Memburu Muhammad, Sebuah Kumpulan Kisah Sufistik dengan Konteks Modern

Ketika tradisi beragama tidak bisa menyelesaikan dilema moral dan sosial, kamu mau bersandar ke mana? Kurang lebih, pesan besar ini yang kurasakan ingin disampaikan oleh penulis Memburu Muhammad, Feby Indirani, ketika membaca cerita demi cerita yang tersusun di buku ini.

Tumbuh besar di lingkungan agamis membuatku familiar dengan kisah hikmah nan sufistik, dan ini yang membuatku merasa terpikat dengan tulisan buku ini. Bagaimana tidak? Sebagian kisah-kisah di buku ini, merupakan retelling dari kisah hikmah dengan konteks modern disertai twist konflik yang lebih dekat dengan keseharian kita. Penulis mengemas dengan ciamik bagaimana Abu Jahal mencari Muhammad di negeri kita, negeri sejuta Muhammad. Muhammad ada di mana-mana. Coba saja, ada berapa kenalanmu yang punya nama depan Muhammad? Abu Jahal dibuat bingung karena tidak ada satupun Muhammad di Indonesia yang bersifat semulia Muhammad yang dia buru.

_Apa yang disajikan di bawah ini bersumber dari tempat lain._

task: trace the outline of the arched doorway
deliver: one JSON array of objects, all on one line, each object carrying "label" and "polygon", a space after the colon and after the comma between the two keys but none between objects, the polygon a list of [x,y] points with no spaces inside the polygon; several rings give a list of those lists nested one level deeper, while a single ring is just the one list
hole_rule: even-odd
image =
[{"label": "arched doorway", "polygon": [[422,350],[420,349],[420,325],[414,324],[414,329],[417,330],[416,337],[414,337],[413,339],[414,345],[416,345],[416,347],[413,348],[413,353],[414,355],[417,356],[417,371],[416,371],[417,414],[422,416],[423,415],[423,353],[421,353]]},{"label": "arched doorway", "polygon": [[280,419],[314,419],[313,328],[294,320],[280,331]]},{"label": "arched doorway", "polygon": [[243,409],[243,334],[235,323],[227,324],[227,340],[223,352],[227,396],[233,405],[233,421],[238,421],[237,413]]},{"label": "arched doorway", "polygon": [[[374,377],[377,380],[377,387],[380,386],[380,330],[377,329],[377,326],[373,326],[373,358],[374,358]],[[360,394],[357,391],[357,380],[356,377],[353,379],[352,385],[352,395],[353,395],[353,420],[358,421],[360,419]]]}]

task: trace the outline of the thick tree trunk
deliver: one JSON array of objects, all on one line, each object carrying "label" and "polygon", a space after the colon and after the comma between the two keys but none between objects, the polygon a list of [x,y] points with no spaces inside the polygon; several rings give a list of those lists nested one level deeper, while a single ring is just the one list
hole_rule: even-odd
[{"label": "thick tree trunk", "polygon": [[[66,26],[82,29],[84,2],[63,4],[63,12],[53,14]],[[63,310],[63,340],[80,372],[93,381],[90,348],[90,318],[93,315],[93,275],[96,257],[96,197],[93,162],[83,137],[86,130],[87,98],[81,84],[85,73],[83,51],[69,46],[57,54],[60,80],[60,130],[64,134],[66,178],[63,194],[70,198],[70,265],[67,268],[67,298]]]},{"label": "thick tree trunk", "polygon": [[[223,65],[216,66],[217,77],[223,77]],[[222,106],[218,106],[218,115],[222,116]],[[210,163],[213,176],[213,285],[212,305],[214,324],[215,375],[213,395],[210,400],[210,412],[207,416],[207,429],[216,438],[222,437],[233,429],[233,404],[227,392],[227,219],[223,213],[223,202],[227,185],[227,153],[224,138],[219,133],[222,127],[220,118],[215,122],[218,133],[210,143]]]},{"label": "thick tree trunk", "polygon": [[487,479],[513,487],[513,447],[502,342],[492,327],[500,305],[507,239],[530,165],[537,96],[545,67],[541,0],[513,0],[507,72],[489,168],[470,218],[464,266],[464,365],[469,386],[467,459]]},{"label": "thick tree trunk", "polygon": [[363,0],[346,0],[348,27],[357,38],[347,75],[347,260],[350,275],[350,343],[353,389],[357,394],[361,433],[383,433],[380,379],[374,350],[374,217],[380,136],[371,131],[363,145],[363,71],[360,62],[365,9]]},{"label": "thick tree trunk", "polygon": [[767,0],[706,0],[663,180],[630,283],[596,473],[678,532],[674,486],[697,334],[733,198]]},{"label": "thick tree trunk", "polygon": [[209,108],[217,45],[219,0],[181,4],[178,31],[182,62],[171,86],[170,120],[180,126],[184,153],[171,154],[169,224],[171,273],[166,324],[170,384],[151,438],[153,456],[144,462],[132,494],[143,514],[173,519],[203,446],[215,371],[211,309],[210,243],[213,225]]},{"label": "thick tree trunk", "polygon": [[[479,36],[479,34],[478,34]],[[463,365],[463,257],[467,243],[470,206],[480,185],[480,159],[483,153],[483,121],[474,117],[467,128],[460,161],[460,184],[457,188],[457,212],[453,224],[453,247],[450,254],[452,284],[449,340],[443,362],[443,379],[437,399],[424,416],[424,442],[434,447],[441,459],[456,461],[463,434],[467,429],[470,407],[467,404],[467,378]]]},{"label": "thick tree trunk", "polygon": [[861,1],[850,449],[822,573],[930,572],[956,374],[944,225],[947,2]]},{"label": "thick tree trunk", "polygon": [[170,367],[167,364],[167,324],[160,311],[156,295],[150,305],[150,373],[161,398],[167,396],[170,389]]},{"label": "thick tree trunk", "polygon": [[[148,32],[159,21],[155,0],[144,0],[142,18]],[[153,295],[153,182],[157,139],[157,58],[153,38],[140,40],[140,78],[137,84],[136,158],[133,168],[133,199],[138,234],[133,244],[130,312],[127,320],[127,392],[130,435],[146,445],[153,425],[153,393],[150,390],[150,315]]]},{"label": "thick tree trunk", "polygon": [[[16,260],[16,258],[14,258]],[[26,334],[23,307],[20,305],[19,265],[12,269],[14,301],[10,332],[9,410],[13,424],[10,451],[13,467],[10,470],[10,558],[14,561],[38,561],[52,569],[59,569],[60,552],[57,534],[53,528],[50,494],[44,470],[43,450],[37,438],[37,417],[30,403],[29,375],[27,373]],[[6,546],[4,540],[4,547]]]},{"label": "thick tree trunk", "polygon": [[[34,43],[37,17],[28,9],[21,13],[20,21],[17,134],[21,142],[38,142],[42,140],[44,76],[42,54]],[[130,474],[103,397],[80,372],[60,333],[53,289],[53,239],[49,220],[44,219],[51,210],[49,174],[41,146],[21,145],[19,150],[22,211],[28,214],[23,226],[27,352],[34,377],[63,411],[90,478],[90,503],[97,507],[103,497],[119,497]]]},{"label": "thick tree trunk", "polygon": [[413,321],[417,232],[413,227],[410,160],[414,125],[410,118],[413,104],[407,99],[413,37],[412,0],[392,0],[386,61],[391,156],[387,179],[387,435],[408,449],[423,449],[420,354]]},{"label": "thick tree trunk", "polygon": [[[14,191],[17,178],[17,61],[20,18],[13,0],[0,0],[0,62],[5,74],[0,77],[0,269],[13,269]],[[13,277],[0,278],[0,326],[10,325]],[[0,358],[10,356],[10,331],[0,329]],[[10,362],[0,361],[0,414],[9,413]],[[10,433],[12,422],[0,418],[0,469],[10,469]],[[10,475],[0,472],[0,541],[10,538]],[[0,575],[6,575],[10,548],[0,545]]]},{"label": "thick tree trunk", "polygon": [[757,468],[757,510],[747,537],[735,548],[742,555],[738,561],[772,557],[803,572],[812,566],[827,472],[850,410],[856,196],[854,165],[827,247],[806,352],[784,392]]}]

Perpaduan simbolisme dan realis juga memberi thrill dan misteri tersendiri. Di cerita pertama di bukunya, pembaca dibuat bingung dengan realita dan umpama. Aku harus membaca dua kali untuk memastikan apakah konflik di sini simbolisme belaka atau memang misteri yang dibuat nyata?

Cerita-cerita di buku ini pendek-pendek sekali, kisaran 2-5 lembar. Tetapi kritik, atau pesan, atau sindiran, di dalam kisah-kisahnya terasa menonjok sekali. Aku butuh menjeda progres membacaku untuk mencerna dan mengira-ngira apa yang sebenarnya ingin penulis sampaikan. Aku tidak bisa mengendalikan imajinasiku untuk tidak membuat skenario-skenario spekulatif lainnya.

Cerita favoritku adalah salah satu cerita yang memiliki laut sebagai karakternya. Setelah dibuka dengan paragraf puitis yang kuat dan menimbulkan misteri, muncullah masalah dalam cerita yang temanya agak mirip dengan yang pernah kubaca di salah satu roman karya HAMKA. Setelah misteri terungkap, kisah ditutup lagi dengan paragraf puitis yang sama. Rasanya cerita ini yang paling membuat hatiku sakit setelah membacanya.

Ada juga beberapa cerita yang berlatarkan negara fiktif yang konservatif bernama Tuantu. Dalam beberapa aspek, aku jadi teringat lingkunganku sendiri. Di lain aspek, aku teringat negara lain di Timur Tengah sana. Menikmati kisah dengan latar Tuantu mengingatkanku akan gregetnya membaca kisah berlatar Gilead di novel-novel Margaret Atwood.

Aku rasa, di negara yang mayoritas beragama dan agamis, sastra dengan tema seperti yang diangkat Feby Indirani ini masih jarang. Tema tentang skeptisisme akan akhirat, personifikasi malaikat dan Iblis, pertimbangan moral dan etika yang berkaitan dengan dosa dan pahala, dan sejenisnya, sepatutnya menjadi bagian dari tradisi beragama. Buku kedua dari trilogi Islamisme Magis ini ditulis dengan indah, berani, sekaligus jenaka.

Untuk mengakhiri tulisan ini, aku ingin mengutip kata Feby Indirani dalam obrolan diskusi buku IG LIVE Bookish Indonesia. “Percayalah bahwa apa yang kamu fikirkan dan kamu percaya itu penting. Dan jika karenanya kamu merasa sendirian, kamu tidak sendirian. Kamu akan menemukan teman yang cocok denganmu. Dan buku yang tepat akan datang kepadamu.” Aku rasa buku ini datang kepadaku di saat yang tepat karena aku menemukan pengalaman membaca yang berharga di tiap kisah-kisah pendek di dalamnya.